25. If a man were introduced to us, and we were certain that he could not lie, we should believe everything he said, however incredible it might appear to us at first sight to be. I shall have an appeal to every soul here present. It does seem very incredible at first sight that God should take a sinner, full of sin, and forgive all his iniquities in one moment, simply and only upon the basis of the sinner believing in Christ. I remember the time when it seemed to me utterly impossible that I could ever have my sins forgiven. I had a clear sense of the value of pardon, and this thought would be always ringing in my ears—“It is too good to be true that you should be pardoned; that you, an enemy, should be made into a child; that you who have gone on sinning against light and against knowledge, should yet rejoice in union to Christ; the thing is too good to be true.” But, beloved friends, supposing it should seem too good to be true, yet, since you have it upon the testimony of one who “cannot lie,” I beseech you to believe it. “But, sir.”—No, none of your “buts,” he cannot lie. “Ah! but.”—Away with your “ahs” or your “buts,” for Jehovah cannot lie. He has said it, “He who believes and is baptized shall be saved.” To believe is to trust Christ. If therefore you are trusting Christ, you must be saved; and whatever you may be, or whatever you may have done, if you will now trust Jesus Christ you have God’s Word for it, and he cannot lie, that you shall be saved. Come, now, will you kick against the promise because of its greatness? Do not do so, but let your doubts and fears be hushed to sleep, and now, with the promise of God as your pillow, and God’s faithfulness as your support, lie down in peace, and behold in faith’s open vision the ladder whose top leads to heaven. Trust the promise of God in Christ, and depend upon it that he will be as good to you, even to you, as his own Word, and in heaven you shall have to sing of the “God, who cannot lie.”

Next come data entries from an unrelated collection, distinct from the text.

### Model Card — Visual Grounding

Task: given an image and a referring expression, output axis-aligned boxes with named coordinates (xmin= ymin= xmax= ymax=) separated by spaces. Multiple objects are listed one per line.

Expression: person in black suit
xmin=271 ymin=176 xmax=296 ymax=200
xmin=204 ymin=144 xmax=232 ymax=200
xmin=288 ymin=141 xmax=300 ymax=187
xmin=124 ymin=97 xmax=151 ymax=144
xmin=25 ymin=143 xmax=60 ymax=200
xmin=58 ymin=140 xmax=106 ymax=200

26. I wish that these weak words of mine, for I am very conscious of their feebleness this morning, may nevertheless have comfort in them for any who have been doubting and fearing, so that they may trust my Lord; and I am sure that if they begin a life of faith, they will begin a life of happiness and of security. “The just shall live by faith,” and well may they do so, when they have to trust in a “God, who cannot lie.”